7月の参院選で、有権者が投票所内をスマートフォンなどで撮影する行為を23%の自治体が禁止したことが、時事通信の調査で分かった。最も多かった回答は「『ご遠慮ください』など自粛を要請」で60%。一方、17%は「他人に迷惑がかからなければ可能」としており、対応が割れた。
調査は都道府県庁所在地と政令市(計52市区)の選挙管理委員会に行い、10月下旬までに回答を得た。投票所内撮影は禁止12市区、自粛要請31市、可能9市だった。
記載台などでの投票用紙の撮影に限ると、禁止は8市区(15%)に減少。自粛要請は28市(54%)、可能は16市(31%)となった。
参院選では撮影禁止としなかった盛岡、横浜、相模原、富山、静岡の5市は規制強化も含め「対応変更を検討中」と回答した。
公選法第60条は「投票所の秩序をみだす者」を制止・退出させることができると定めている。ただ、撮影を直接禁じる規定はなく、トラブルを懸念する選管は対応に苦慮。自由記述では14市区が国に対し、公選法で撮影禁止を明記したり、統一方針を示したりするなどの対策を求めた。
先の参院選では、パチンコ店経営者らが従業員に特定候補の氏名を記入した投票用紙を撮影、送信させた公選法違反(買収の約束)事件が発生。見返りに3000~4000円の報酬を約束していたとされる。

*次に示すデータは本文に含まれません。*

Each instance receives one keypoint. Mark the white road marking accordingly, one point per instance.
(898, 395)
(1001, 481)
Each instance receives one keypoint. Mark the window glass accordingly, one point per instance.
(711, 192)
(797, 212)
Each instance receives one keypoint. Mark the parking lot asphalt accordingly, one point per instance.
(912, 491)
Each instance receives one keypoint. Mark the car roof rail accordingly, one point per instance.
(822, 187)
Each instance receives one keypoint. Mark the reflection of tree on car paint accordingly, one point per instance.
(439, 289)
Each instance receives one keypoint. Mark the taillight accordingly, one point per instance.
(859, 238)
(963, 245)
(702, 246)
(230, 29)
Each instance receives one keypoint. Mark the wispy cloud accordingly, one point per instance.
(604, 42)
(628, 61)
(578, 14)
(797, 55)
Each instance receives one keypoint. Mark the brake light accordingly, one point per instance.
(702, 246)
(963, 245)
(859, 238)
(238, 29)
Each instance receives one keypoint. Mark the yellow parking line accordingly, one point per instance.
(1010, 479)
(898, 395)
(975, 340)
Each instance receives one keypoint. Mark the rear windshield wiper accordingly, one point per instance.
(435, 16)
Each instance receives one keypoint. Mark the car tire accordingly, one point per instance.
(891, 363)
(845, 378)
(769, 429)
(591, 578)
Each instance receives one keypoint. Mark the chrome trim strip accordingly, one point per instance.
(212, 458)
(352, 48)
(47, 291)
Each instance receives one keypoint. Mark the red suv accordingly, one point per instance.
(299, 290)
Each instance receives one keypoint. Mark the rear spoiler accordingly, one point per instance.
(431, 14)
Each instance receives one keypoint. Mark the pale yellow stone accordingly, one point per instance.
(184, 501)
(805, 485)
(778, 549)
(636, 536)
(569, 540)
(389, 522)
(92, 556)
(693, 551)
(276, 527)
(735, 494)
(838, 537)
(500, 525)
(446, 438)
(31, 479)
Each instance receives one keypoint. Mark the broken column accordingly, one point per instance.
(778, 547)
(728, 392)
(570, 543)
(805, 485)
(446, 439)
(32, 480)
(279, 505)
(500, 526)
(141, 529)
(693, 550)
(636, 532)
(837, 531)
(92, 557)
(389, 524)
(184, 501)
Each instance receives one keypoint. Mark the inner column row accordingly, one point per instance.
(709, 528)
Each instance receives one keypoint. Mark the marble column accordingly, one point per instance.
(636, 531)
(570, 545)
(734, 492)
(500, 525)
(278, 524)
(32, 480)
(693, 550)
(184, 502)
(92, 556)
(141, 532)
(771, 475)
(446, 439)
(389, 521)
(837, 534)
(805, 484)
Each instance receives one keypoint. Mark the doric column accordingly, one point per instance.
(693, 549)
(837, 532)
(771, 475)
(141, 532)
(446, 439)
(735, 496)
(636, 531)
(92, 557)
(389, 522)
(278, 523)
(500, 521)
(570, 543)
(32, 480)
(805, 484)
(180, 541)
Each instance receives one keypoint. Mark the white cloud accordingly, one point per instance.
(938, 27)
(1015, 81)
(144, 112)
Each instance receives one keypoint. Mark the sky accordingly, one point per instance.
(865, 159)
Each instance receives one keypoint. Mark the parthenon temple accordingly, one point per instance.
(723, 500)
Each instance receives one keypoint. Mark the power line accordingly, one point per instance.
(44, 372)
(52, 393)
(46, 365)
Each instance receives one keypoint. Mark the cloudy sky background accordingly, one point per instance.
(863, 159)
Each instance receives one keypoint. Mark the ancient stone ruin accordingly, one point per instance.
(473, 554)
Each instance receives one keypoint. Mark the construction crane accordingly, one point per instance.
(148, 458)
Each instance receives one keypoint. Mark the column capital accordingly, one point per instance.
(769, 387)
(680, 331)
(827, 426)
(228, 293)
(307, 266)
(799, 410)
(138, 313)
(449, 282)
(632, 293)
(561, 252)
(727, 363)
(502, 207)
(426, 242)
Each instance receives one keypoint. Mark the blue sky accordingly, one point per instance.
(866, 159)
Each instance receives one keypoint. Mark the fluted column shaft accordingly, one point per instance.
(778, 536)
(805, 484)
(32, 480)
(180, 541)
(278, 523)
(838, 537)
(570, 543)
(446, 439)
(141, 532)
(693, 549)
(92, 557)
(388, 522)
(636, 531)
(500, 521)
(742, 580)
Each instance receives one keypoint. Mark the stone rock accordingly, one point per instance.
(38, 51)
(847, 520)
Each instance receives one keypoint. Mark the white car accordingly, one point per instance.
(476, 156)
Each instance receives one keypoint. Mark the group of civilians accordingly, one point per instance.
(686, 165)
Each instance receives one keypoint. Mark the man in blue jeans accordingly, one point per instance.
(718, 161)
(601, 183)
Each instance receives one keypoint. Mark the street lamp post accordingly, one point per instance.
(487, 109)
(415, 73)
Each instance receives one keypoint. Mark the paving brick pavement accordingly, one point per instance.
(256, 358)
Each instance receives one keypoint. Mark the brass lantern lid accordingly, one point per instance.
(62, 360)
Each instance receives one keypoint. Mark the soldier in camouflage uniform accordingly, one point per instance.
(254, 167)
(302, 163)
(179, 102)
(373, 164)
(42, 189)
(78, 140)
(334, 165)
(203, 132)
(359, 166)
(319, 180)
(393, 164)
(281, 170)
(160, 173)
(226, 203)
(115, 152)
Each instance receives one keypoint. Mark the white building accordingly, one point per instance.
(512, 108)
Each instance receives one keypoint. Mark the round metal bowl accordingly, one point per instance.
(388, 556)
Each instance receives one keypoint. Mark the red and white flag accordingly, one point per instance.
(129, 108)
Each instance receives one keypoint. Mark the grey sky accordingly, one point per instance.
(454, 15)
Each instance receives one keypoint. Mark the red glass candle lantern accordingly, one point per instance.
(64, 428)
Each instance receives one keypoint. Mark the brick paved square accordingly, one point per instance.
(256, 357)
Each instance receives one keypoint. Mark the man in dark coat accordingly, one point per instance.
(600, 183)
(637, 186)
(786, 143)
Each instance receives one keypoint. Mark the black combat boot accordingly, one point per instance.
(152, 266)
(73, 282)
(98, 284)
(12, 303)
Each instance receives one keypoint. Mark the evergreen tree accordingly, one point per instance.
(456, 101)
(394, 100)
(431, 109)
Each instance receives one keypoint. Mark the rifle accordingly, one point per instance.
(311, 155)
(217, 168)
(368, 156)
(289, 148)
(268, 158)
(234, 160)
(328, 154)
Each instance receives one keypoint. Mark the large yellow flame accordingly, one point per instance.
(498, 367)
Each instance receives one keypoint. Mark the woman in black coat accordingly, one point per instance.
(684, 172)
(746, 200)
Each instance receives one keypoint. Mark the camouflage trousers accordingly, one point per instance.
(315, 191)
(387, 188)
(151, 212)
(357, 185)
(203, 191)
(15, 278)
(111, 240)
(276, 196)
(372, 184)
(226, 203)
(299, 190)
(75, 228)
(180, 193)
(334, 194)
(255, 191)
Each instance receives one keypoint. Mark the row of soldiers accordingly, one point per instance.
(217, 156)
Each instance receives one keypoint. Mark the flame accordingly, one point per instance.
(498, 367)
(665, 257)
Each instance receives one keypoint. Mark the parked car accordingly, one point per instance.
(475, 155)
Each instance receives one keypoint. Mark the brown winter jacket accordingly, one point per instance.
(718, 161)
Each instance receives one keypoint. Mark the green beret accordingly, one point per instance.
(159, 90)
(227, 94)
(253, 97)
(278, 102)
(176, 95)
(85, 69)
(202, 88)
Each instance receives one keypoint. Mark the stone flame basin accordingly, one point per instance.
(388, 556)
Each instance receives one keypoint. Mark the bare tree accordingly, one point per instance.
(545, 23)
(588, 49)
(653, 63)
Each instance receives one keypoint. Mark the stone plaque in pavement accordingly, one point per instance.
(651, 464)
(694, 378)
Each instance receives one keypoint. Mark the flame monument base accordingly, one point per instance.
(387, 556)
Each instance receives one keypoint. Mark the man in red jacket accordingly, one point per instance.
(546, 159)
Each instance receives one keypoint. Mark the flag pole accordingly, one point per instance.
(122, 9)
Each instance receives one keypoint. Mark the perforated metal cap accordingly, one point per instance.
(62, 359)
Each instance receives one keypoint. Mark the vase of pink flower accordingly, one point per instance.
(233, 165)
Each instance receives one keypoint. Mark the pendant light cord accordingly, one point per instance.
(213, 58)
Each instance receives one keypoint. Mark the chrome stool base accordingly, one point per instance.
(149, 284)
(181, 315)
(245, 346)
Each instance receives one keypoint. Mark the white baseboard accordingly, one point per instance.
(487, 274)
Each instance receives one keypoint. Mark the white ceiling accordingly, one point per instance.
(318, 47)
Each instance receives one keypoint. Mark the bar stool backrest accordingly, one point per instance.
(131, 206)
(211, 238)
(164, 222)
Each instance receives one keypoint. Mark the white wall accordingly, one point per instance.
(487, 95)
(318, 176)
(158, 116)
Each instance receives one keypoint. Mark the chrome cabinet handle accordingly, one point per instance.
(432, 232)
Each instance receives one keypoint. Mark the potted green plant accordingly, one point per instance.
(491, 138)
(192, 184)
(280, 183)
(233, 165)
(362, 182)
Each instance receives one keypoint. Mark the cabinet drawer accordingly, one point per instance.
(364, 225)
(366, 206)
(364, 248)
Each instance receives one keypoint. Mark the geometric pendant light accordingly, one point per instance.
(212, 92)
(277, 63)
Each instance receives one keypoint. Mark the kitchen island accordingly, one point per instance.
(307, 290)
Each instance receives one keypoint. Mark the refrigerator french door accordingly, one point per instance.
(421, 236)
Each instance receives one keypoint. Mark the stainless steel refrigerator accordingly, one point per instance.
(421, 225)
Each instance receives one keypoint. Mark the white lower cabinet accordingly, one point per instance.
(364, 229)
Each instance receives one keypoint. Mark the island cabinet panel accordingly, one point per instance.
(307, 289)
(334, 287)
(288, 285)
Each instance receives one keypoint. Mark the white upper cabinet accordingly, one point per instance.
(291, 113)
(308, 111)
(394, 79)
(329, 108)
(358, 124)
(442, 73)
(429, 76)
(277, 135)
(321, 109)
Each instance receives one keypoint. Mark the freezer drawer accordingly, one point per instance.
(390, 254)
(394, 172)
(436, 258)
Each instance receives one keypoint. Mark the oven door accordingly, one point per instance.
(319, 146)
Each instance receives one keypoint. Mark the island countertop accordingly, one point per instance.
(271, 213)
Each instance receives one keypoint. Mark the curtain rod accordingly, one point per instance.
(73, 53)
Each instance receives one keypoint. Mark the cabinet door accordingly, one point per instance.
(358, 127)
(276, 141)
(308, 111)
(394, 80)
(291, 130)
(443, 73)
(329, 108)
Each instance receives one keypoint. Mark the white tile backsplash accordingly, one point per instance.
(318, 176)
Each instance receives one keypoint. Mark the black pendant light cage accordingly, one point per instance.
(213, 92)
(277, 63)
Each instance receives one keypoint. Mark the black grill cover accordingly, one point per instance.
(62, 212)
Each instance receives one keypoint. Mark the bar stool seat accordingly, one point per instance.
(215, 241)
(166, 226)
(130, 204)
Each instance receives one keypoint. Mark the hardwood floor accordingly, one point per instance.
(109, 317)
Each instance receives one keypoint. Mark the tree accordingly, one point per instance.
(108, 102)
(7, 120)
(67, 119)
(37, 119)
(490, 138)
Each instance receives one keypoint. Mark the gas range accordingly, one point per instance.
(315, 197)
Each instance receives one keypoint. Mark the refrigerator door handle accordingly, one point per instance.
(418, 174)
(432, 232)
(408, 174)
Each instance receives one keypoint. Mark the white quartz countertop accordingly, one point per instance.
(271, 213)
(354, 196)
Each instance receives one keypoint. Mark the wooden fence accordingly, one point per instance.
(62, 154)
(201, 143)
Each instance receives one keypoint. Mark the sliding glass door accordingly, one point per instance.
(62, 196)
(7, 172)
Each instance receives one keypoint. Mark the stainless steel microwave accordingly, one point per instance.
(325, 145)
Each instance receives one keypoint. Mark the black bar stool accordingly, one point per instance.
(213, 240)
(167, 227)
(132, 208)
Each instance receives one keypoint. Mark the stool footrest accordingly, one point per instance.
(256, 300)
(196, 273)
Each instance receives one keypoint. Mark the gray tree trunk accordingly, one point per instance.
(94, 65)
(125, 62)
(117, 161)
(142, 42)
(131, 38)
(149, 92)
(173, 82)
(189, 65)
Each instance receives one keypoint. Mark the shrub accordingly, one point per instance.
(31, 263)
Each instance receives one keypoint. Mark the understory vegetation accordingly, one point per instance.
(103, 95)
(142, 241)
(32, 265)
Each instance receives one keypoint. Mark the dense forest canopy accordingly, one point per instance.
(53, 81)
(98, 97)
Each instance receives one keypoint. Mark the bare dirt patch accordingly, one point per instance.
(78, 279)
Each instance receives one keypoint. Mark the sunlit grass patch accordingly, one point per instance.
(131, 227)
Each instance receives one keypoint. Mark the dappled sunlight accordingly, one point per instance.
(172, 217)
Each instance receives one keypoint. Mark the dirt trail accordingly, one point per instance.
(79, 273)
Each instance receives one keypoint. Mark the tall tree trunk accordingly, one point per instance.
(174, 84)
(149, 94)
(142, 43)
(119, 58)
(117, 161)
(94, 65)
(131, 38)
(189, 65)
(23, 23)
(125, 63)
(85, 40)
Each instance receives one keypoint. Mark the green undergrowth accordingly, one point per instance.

事件とは別に、X(旧ツイッター)では投票用紙の写真に「○○候補に投票しました」などと添えた投稿が見られた。こうした投稿は選挙運動に当たる可能性があり、運動期間後の投開票日に行うと、公選法違反の恐れもある。
選管からは撮影に対する懸念の声が相次いだ。写真の送信やSNS投稿により、憲法が保障する「秘密投票」の原則を損なうこと、シャッター音や他人の映り込みによるトラブル、規制への法的根拠が示せない―などが挙がった。